Paciente do sexo masculino, 37 anos, vítima de colisão moto x anteparo veio trazido pelo SAMU em colar e prancha rígida com histórico de perda da consciência no local, hálito etílico, agressivo e contido. O enfermeiro do transporte relata que os sinais vitais estavam estáveis no local, mas ele se tornou agressivo, agitado e mais taquipneico no trajeto. Relata ainda que houve grande deformidade da motocicleta conduzida pelo paciente. Ao exame inicial você encontra vias aéreas pérvias, murmúrio vesicular abolido no hemitórax direito e turgência jugular. Ausculta cardíaca normal. Qual a melhor conduta neste momento?

Alternativas

  1. A) Prosseguir para o C conforme ATLS para definir a próxima conduta, já que a drenagem torácica estará indicada somente se houver queda de pressão arterial.
  2. B) Calcular o Glasgow e, pela agitação e hálito etílico provavelmente o paciente deverá ter uma via aérea definitiva garantida.

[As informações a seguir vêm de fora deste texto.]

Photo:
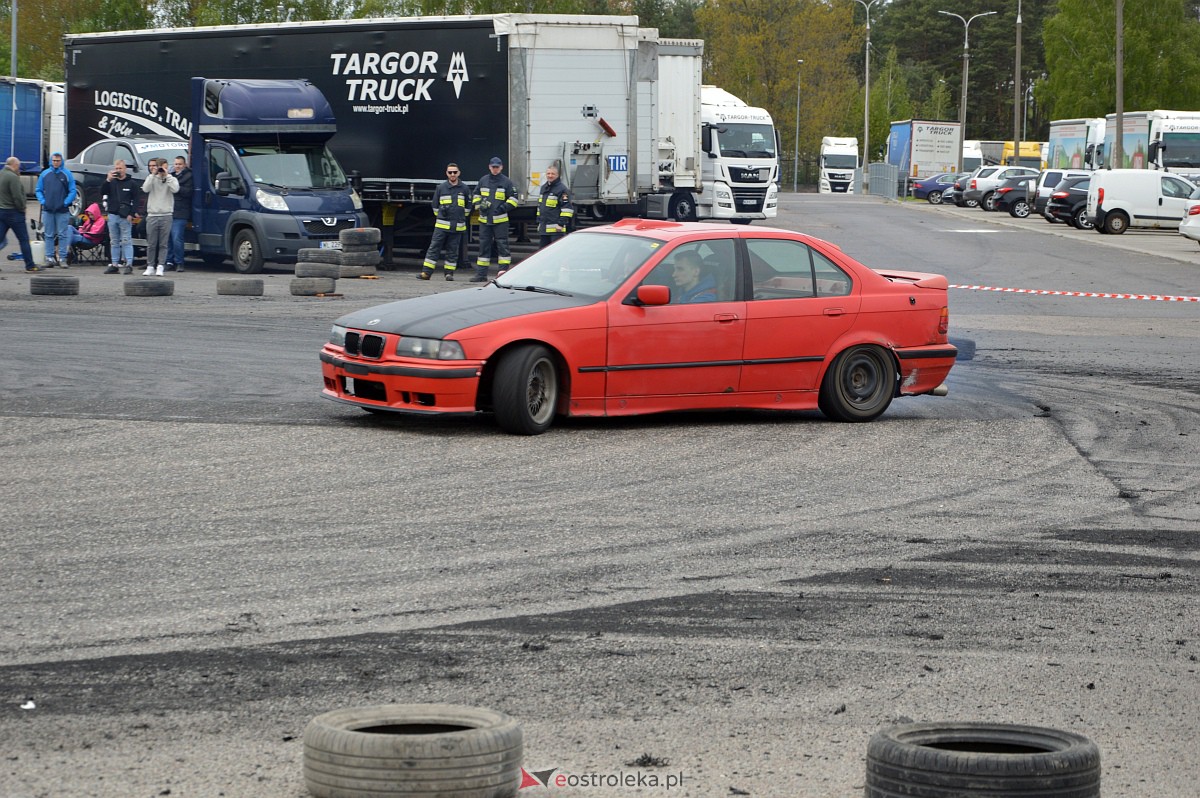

  3. C) Encaminhar para a sala de RX para avaliar a necessidade de drenagem torácica.
  4. D) Realizar a punção de Marfan, pois trata-se de um quadro de contusão torácica de alta energia com tamponamento cardíaco.
  5. E) Realizar toracocentese de alívio no 2 espaço intercostal, linha hemiclavicular ou 5 espaço na linha axilar anterior para regredir o pneumotórax hipertensivo e em seguida drenar o tórax.